The Price of Paranoia: Robust Risk-Sensitive Cooperation in Non-Stationary Multi-Agent Reinforcement Learning

Cooperative equilibria are fragile. When agents learn alongside each other rather than in a fixed environment, the process of learning destabilizes the cooperation they are trying to sustain: every gradient step an agent takes shifts the distribution of actions its partner will play, turning a cooperative partner into a source of stochastic noise precisely where the cooperation decision is most sensitive. We study how this co-learning noise propagates through the structure of coordination games, and find that the cooperative equilibrium, even when strongly Pareto-dominant, is exponentially unstable under standard risk-neutral learning, collapsing irreversibly once partner noise crosses the game's critical cooperation threshold. The natural response to apply distributional robustness to hedge against partner uncertainty makes things strictly worse: risk-averse return objectives penalize the high-variance cooperative action relative to defection, widening the instability region rather than shrinking it, a paradox that reveals a fundamental mismatch between the domains where robustness is applied and instability originates. We resolve this by showing that robustness should target the policy gradient update variance induced by partner uncertainty, not the return distribution. This distinction yields an algorithm whose gradient updates are modulated by an online measure of partner unpredictability, provably expanding the cooperation basin in symmetric coordination games.
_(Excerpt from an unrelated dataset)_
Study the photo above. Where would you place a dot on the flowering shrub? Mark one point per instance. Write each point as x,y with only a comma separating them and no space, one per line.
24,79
To unify stability, sample complexity, and welfare consequences of this approach, we introduce the Price of Paranoia as the structural dual of the Price of Anarchy. Together with a novel Cooperation Window, it precisely characterizes how much welfare learning algorithms can recover under partner noise, pinning down the optimal degree of robustness as a closed-form balance between equilibrium stability and sample efficiency.

翻译：合作均衡是脆弱的。当智能体在彼此共存的环境中而非固定环境中学习时，学习过程本身会破坏它们试图维持的合作：智能体每执行一次梯度更新，都会改变其对手将要采取的行动分布，恰好在合作决策最敏感的环节将合作对手转化为随机噪声源。我们研究了这种共同学习噪声如何通过协调博弈的结构传播，并发现在标准风险中性学习下，合作均衡（即使强烈帕累托占优）也会指数级不稳定，一旦对手噪声超过博弈的关键合作阈值就会不可逆地崩溃。为了对冲对手不确定性而自然采用分布鲁棒性的做法反而会使情况更糟：风险规避的回报目标相对于背叛行为会惩罚高方差的合作行为，从而扩大而非缩小不稳定区域——这一悖论揭示了鲁棒性应用领域与不稳定根源之间的根本性错配。我们通过证明鲁棒性应针对由对手不确定性引发的策略梯度更新方差（而非回报分布）来解决这一问题。这一区分催生了如下算法：其梯度更新通过对手不可预测性的在线度量进行调节，可在对称协调博弈中可证明地扩大合作盆地。为统一分析该方法的稳定性、样本复杂度与福利后果，我们将“偏执的成本”引入为“无政府成本的结构对偶”。结合新提出的“合作窗口”，该指标精确刻画了学习算法在对手噪声下能恢复多少福利，并以均衡稳定性与样本效率之间的闭式平衡确定了最优鲁棒性程度。